Gibsons Games are known not only for the quality of their jigsaw puzzles, but also for their beautiful range of imagery. Gibsons puzzles are all illustrated by talented artists, each with their own distinctive style. Here is a brief introduction to some of the most popular Gibsons artists.
Steve Crisp is one of Gibsons' most popular artists and is known for creating beautiful nostalgic scenes. He was educated around the late seventies at St. Martins School of Art, London, at a time when many young students were graduating from college with new styles and ideas. He is a fine example of someone who has gone on from that period to become a well-established, internationally known, award winning illustrator. He has a large and diverse catalogue of work especially from the eighties and nineties, many of which have become collector's pieces. Steve has managed to adapt well to the changing needs of illustration especially with the introduction of digital techniques ten years or so ago.

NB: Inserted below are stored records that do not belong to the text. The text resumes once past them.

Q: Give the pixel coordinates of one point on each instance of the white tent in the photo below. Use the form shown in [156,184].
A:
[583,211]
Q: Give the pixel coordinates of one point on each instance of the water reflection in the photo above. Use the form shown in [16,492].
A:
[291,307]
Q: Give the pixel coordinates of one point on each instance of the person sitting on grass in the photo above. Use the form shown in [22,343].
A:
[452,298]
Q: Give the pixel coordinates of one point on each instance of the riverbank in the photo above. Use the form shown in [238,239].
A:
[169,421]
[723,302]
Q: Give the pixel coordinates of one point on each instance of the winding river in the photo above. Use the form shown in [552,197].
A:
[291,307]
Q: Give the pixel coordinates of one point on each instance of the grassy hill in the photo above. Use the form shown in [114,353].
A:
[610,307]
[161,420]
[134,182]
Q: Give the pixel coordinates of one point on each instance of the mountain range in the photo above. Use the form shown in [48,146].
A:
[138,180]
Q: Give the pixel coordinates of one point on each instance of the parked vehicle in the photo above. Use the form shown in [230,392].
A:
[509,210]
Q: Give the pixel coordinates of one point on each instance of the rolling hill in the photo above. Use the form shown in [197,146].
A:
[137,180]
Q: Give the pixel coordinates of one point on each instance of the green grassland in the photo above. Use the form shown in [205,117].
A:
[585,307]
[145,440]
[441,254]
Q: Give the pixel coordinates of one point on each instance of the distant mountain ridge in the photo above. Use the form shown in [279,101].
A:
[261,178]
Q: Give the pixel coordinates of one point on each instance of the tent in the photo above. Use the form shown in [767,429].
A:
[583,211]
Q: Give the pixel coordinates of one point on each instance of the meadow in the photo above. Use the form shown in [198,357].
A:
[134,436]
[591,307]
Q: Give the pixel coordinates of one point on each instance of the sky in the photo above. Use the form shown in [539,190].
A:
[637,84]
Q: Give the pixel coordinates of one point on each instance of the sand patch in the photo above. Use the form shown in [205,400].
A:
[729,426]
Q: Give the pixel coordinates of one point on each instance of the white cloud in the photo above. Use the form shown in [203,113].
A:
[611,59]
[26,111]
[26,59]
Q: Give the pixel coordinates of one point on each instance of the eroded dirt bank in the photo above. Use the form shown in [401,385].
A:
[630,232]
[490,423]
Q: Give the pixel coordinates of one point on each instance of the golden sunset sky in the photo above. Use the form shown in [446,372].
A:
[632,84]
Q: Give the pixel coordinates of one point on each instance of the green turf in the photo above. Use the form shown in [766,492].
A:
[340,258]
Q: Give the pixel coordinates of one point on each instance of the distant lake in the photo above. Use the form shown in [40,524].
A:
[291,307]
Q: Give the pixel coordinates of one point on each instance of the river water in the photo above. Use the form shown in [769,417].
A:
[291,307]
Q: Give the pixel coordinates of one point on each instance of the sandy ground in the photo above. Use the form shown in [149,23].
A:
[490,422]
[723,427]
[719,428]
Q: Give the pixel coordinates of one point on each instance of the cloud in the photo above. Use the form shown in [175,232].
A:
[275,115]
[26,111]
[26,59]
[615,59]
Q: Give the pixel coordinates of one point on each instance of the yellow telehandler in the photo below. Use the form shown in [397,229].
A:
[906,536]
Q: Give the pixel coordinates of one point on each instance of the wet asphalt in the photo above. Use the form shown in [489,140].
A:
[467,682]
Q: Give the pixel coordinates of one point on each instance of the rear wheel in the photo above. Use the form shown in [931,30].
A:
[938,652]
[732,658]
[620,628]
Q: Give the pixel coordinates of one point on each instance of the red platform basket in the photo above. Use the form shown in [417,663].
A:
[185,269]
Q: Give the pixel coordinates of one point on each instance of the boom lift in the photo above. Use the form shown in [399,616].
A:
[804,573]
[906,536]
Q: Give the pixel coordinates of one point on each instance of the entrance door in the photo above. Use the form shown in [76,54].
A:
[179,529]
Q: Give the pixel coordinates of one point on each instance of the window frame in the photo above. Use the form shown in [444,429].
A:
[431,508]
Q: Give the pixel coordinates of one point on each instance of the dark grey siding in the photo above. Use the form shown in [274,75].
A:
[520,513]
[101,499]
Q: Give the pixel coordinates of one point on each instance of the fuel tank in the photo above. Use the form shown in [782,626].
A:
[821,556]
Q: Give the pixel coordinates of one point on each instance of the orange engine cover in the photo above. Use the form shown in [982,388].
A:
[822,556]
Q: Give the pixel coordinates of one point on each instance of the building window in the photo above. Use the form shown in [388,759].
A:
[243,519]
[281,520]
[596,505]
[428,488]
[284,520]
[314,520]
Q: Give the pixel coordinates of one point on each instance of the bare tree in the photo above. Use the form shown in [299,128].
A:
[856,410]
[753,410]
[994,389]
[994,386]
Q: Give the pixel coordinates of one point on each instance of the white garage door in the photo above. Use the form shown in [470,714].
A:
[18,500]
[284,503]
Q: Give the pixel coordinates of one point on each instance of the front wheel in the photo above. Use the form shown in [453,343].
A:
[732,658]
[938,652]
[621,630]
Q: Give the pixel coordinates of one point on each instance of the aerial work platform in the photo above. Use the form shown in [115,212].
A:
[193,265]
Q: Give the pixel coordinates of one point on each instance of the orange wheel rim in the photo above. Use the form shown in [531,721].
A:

Terry Harrison was born near Wendover and attended Farnham Art School. He subsequently became a graphic artist in London and later worked as an illustrator for the Yellow Pages and Thompson Directories. During his spare time, Terry pursued his first love; landscape painting. In 1984, due to high demand for his work, he began to paint full time. After 12 years, the Fine Art Trade guild awarded Terry the Best Up and Coming Published Artist of the Year. He has now published a book, 'Brush with Watercolour', which sold over 140,000 copies.
Kevin Walsh was born in 1950 in Castleford in the heart of former industrial West Riding of Yorkshire, from the same town as famous sculptor Henry Moore. During his degree, studying illustration at the Wakefield College of Art, Kevin became well known for his aircraft paintings and became a member of the Guild of Aviation Artists. His paintings are part of the Gibsons nostalgia range and many of his original oil paintings can be seen at the Headrow Gallery in Leeds. In recent years he has become increasingly known for a much wider variety of subjects, such as landscapes, transport and city life. Many of these subjects focus greatly on nostalgia and can be found on a diverse range of products, from greeting cards to biscuit tins. Another of his subjects in recent times now include classic cars from the Twenties through to the Sixties. Numerous limited edition prints available from The Oakwood Grange Collection are posted to collectors in the UK, USA, Australia and Japan to name a few countries. Accurate technical and historical detail combined with and ability to capture the warmth and atmosphere of his subjects are the hallmarks of this remarkably accomplished artist and he travels many miles to research his painting and spends countless hours sketching before committing the final composition to canvas.
Trevor Mitchell left Bradford Art College in 1979 with a Diploma in Art and Design. He subsequently began his career as an art director at a London advertising agency. He returned to his native West Yorkshire a few years later and worked for several design studios and advertising agencies before going freelance in 1986. Commercial illustration work rekindled his love of painting and he was encouraged by finding a market for his work among the publishers of greeting cards and jigsaw puzzles, and art prints of his paintings are now sold worldwide. Trevor's paintings reflect his enthusiasm for steam and vintage vehicles and his fascination with recreating the past in pictures appears frequently in Gibsons’ range of nostalgic puzzles.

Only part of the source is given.